A battle of good versus good had developed through the wee small hours as Jessica Ennis-Hill took on Katarina Johnson-Thompson in the hyphentathlon, sorry, heptathlon and the long jump was in full swing, or leap.
"It's enormous, it's a huge jump, that is incredible," screamed Backley as KJT performed her third and final attempt to post a distance.
"Wait a second, there's drama here," he said.
"What you need to do is not panic," Denise Lewis assured us. "And please let it be a white flag," quickly added a panicking Denise as appropriately enough in their surroundings a red flag was flying high and that was that, KJT was on her bike.
"Devastating news to wake up to," said a clearly devastated Gabby.
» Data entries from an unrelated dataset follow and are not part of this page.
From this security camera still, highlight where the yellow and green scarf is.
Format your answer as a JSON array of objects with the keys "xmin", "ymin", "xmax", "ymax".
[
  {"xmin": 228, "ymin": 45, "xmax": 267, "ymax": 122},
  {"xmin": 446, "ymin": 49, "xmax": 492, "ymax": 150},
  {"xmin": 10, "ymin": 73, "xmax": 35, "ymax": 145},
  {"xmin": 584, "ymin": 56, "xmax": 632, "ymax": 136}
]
It's hardly devastating, someone getting sent home because they had misbehaved in a sandpit.
"She's as happy as Larry and then they're looking at the plasticine," said Daley, but no matter how hard they looked it didn't morph into a white flag, and then back came Gabby's mad cough and now she was waving frantically at him to keep talking, which isn't a problem.
The next words she uttered were Radzi Chinyanganya and I thought she had sneezed but then a wee skinny lad with mad hair turned up and it turns out he is a Blue Peter presenter, but Peter Purves he is not.
Finally the 100m semi-finals arrived and Bolt nearly upset the world order by almost falling while the evil Gatlin laughed in the faces of babies to win his race with ease.
"Well, we knew it was going to be exciting, thrilling and dramatic but those semi-finals really left the heart in the mouth," gasped Gabby but at least we now knew why she was choking.
Back came Jess, the athlete not a Blue Peter pet, to clinch gold and Cram displayed the calm, unbiased ways we have come to expect of the BBC.
"Back on top of the world, absolutely brilliant, storybook athletics," he said, and indeed it is as the girl who is quite good at seven events but not good enough to compete at a proper one beat all the others who aren't quite as good at seven events.
What we needed was a big Jamaican and we got one - O'Dayne Richards in the shot putt, who, Backley told us, is known as Big Fred because "he looks like Fred Flintstone" but he could only finish third, it was the best he could yabba dabba doo…
And then finally, it was the final we had all waited for, and Big Fred's big pal against the man who lives in an underground lair.
"In some quarters it has been billed as good versus evil, I'm not sure we can quite go that far," began Cram, going that far.
"Caribbean cool versus American aggression, play your colour, yellow or red," he said as things took an unexpected Cheggars Plays Pop twist.
And then we had a stunning shot of the moon.
"There were times when he looked like he was from space, that he was a bit different, but he has looked very human in recent times," added Cram about Bolt before Gatlin, who probably hurts puppies, came into view.
"The ghost of his past has been following him like a dark shadow, he says he doesn't believe in ghosts and doesn't see the shadows but others do," he said, and you wondered why Gatlin doesn't speak to the Beeb.
And then they were off.
"Usain Bolt, it's very tight but I think he's done it, he's saved his title, he's saved his reputation, he may even have saved his sport, a super hero," screamed Cram.
"I can't say I'm sorry that Gatlin got beat, it was the right result, sensational," concluded an unbiased Cram and so say all of us, especially as when he crossed the line he generated enough gigawatts to send two people home happy to Salford.